With interest rates possibly on a rising gradient until late 2005, monthly mortgage repayments will become an increasing strain on household budgets. The dangers of falling ill or losing a job are rising.

In these circumstances, big lenders will try to boost sales of mortgage payment protection insurance which keeps paying the mortgage when borrowers fall ill have an accident or lose their job.

Although it was the last Tory Government, back in 1994, which cut benefit payments to cover mortgage repayments for homebuyers thrown out of work, the hope that homeowners would fix private cover to fill the gap in their defences has scarcely been borne out.

With personal debt – including mortgages- topping the trillion pound mark, households are move vulnerable than ever to sudden falls in income.

Yet only about 16% of eight million homebuyers – some 2.2 million households – hold mortgage payment protection insurance. The rest must hope that a second income or accumulated savings will tide them over until they get another job – because it may be nine months before state benefits help to cover part of the monthly mortgage repayment.

Sales of such insurance policies are targeted at new buyers who tend to have a lower risk of unemployment than existing homeowners.

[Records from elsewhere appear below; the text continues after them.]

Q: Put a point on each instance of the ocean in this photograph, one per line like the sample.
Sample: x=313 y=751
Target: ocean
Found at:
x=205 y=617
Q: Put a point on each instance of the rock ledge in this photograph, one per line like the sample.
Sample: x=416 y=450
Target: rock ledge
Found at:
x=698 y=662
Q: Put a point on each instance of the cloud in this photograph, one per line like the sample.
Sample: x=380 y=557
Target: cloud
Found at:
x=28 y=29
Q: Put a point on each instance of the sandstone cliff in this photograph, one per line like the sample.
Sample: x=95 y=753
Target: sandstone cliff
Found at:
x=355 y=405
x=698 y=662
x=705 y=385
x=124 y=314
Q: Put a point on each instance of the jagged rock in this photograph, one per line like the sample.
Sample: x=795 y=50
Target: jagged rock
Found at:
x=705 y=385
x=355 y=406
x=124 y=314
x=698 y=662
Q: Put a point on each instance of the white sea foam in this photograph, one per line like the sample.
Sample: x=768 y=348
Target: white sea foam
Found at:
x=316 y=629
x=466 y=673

However, as this week’s report from Which? Magazine makes clear, borrowers who buy insurance from major lenders could get it much cheaper elsewhere.

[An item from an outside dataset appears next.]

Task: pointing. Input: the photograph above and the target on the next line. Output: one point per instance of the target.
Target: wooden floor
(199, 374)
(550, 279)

In 2003, two-thirds of insurance buyers arranged it through their lender – but only three lenders’ policies make the list of Which? Best buys.

“People are susceptible to high pressure sales techniques when they chase a mortgage” says Simon Burgess, of independent broker Burgesses. “Loan applications can be refused if lenders’ insurance policies are rejected, so buyers might not bother to look for cover elsewhere.

The standard insurance policy pays out for a limited period – typically 12 months, but possibly 18 or 24. But this is usually after a waiting period (one month or two) in which policyholders must be ill/unemployed before a claim is accepted.

Some policies – call 2back to day one2 – pay out as earned income finishes, but other policyholders have to wait 30 or 60 days before they receive any money. On existing mortgages, new policy holders usually have to wait 90 days before they are eligible to a payout – and unemployment must always be “beyond their control”. Those who take voluntary redundancy don’t qualify.

The Which? Best Buy tables exclude any policies with an initial period longer than 90 days when homeowners can’t claim for unemployment.

There are other headaches with such insurance, says Which? Some policies refuse to pay out if unemployment happens soon after they are sold, and all policies have exclusions on pre-existing illnesses. Cover is variable on back pain and stress related illnesses, two of the commonest causes of loss of regular income.